Every time a show from our childhood makes a comeback, most of us get giddy from nostalgia, chirping happily that "The '90s are back!" Except, it takes a close rewatch to realize that many things from our childhood are pretty much only products of their time and wouldn't at all fit in present-day... especially the clothing. Take the quintessential '90s sitcom, for instance: The outfits on Full House are so outdated now (the ones that the ladies of the show donned in particular), primarily because most featured scrunchies, overly crimped hair, and ridiculous sweetheart necklines. Still in denial? Don't worry — I have the pictures to prove it.
I painstakingly backtracked and collected some cringe-worthy '80s and '90s outfits from the Tanner sisters and their neighbor/honorary sister Kimmy. Trust me, I'd love to critique all the horrible Joey outfits and Uncle Jesse's mullet, but there's only so much time in the world and space on the Internet, so... you know. (Oh, and as for Aunt Becky? Though it's great that Lori Loughlin is returning to for Full House revival Fuller House, for the sake of this article — again, only so much space on the Internet — I will only focus on the Tanner sisters, biological and honorary. Teenagers make the weirdest clothing choices anyway.)

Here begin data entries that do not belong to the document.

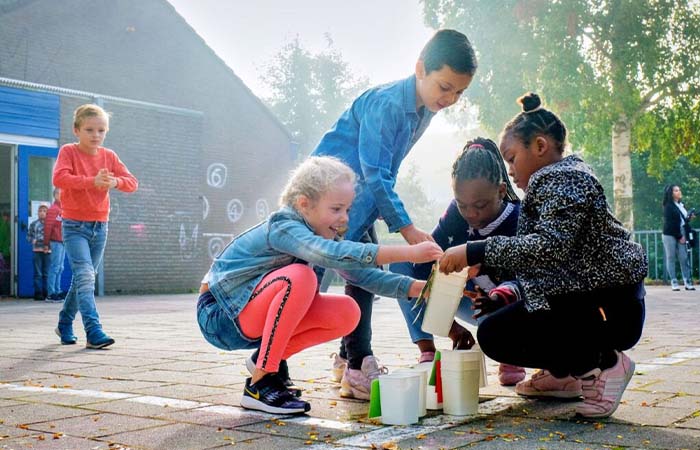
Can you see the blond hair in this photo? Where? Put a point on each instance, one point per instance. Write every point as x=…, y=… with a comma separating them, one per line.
x=82, y=112
x=314, y=177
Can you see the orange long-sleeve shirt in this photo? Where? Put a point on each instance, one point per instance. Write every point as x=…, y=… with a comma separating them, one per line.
x=75, y=173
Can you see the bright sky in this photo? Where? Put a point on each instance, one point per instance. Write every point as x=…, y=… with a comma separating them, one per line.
x=380, y=39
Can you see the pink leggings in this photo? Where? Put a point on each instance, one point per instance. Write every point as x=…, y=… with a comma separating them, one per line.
x=290, y=315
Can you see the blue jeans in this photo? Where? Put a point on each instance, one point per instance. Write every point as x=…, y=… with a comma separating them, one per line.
x=218, y=329
x=58, y=254
x=84, y=244
x=414, y=317
x=41, y=273
x=675, y=250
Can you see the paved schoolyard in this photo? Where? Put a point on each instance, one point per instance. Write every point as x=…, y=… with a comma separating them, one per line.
x=161, y=386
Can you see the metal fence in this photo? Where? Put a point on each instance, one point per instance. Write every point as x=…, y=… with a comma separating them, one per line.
x=654, y=247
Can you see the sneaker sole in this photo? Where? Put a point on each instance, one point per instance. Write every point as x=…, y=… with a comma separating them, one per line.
x=58, y=333
x=99, y=346
x=251, y=403
x=338, y=374
x=617, y=403
x=565, y=395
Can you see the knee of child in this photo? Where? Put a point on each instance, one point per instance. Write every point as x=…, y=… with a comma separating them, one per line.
x=303, y=274
x=349, y=314
x=83, y=278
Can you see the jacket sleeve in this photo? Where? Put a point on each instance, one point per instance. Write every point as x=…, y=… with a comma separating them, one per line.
x=294, y=238
x=562, y=217
x=377, y=148
x=64, y=176
x=126, y=182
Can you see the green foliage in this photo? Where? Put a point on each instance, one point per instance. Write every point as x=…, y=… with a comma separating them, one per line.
x=310, y=91
x=593, y=62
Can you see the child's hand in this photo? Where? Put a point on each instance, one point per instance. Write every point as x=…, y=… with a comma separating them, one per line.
x=454, y=259
x=424, y=252
x=413, y=235
x=104, y=179
x=462, y=338
x=416, y=288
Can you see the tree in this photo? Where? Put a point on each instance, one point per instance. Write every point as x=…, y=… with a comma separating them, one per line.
x=622, y=74
x=309, y=91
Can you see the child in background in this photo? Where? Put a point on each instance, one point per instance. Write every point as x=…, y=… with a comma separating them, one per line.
x=373, y=137
x=262, y=293
x=579, y=296
x=85, y=172
x=41, y=253
x=54, y=240
x=484, y=205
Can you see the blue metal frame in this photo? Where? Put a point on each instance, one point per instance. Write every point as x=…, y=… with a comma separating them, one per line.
x=25, y=265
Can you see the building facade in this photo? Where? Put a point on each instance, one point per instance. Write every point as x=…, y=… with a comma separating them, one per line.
x=210, y=157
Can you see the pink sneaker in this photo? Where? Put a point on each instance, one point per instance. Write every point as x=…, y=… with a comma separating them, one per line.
x=602, y=390
x=509, y=375
x=544, y=384
x=356, y=383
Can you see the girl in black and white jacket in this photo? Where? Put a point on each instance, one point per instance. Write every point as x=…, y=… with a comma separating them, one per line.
x=579, y=293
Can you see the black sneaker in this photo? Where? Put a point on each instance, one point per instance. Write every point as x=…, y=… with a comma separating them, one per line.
x=282, y=373
x=270, y=395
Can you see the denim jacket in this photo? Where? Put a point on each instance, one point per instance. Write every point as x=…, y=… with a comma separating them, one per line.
x=373, y=137
x=283, y=239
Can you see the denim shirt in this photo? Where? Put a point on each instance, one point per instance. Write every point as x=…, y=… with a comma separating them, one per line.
x=283, y=239
x=373, y=137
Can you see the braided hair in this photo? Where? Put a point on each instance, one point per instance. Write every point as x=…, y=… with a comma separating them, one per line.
x=480, y=158
x=534, y=120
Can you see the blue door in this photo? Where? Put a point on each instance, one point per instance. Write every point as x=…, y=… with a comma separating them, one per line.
x=34, y=170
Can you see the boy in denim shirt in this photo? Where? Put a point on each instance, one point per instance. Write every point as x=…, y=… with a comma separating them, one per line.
x=373, y=137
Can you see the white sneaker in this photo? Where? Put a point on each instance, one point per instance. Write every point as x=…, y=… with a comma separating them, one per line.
x=339, y=365
x=357, y=383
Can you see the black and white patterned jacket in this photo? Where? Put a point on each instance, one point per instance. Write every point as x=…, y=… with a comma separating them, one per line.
x=567, y=240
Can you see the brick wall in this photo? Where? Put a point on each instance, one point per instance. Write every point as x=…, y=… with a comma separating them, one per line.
x=161, y=237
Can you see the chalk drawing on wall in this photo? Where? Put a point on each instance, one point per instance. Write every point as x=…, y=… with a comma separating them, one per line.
x=216, y=175
x=234, y=210
x=188, y=241
x=217, y=242
x=261, y=209
x=205, y=207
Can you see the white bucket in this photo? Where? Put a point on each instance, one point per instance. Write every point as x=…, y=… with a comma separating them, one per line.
x=461, y=377
x=424, y=373
x=460, y=391
x=446, y=293
x=399, y=394
x=456, y=359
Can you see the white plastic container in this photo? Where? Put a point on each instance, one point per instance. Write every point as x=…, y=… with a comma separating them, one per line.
x=424, y=373
x=446, y=293
x=461, y=377
x=400, y=397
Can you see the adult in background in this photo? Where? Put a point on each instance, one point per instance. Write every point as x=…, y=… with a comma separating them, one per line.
x=676, y=225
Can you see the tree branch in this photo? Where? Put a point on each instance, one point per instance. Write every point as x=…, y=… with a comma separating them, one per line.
x=596, y=43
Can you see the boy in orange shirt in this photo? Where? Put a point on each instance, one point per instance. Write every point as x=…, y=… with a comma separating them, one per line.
x=85, y=172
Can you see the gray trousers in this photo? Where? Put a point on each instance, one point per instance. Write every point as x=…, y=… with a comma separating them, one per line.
x=674, y=250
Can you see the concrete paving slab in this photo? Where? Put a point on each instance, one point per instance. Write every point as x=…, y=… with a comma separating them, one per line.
x=98, y=425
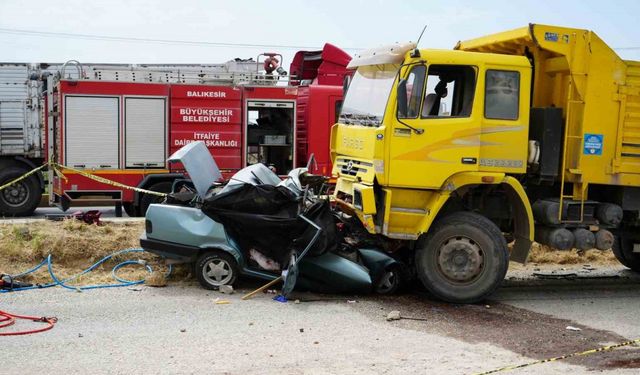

Ultimately, things evened out once Stephanie embraced the trials and tribulations of junior high, sartorial and otherwise. You know what I'm talking about: plaid-on-plaid, shorteralls, crop tops, high waisted jeans... honestly, like it or not, that badass rebel Gia's (who would probably be Tumblr-famous today) influence had a huge hand in turning Stephanie's style into something at least somewhat acceptable. However, the same couldn't always be said for her, or any of her sisters — and that's what I'm here to point out.
So, here it is: enjoy a smattering of some of the most outdated, antiquated outfits from the ladies of Full House.
1. When D.J. showed up to a middle school filled with Kelly Bundy lookalikes... in baggy neutrals.
When the teacher is wearing the same sad outfit as you, it's time to drop out.
2. Whenever scrunchies were involved — but especially when Stephanie attempted the look.
Come on, Stephanie, you have to balance out the volume of scrunchies with crunchy, thick hair! This just won't do.
3. When there aren't even words for whatever Kimmy's outfit is.
You pick a print and you stick with it. It's REALLY not complicated.
4. When D.J. tried shoulder pads... like, REALLY tried.
I'm also digging the offensively big metal buttons.
5. When Kimmy's outfit looked like something Katy Perry should have worn in her music video for "Firework."
6. When everything that's happening here is wrong.
Beginning with the fact that they're tap-dancing (does anyone remember being forced into tap lessons? Just me?) and ending with Kimmy's yellow two-piece.
7. Likewise, when this series of unfortunate events happened.
Guys, there IS a middle ground between yellow and the baggy neutrals. You DO know that, right?
8. When Michelle waltzes to the door in this lapis and turquoise button-up jumpsuit that even MC Hammer would probably deem, "a little much."
At least she's attempting to own it, I guess.
9. When everyone had tragic Aqua Net hair, and even more tragic tops.
Are people DANCING on that sweater?
10. When I THINK this is supposed to be sexy, but I also have no idea what it is?
Maybe another padded bolero... over a jump suit... and a gigantic belt... that holds up nothing? No?
11. Everyone's prom outfits, because it's 1993.
It's depressing that DJ's forest green, velvet, off-the-shoulder dress is considered incredibly classy for its time. Kimmy's dress, however, is independently depressing. (And probably something Kim Kardashian wore in 2008.)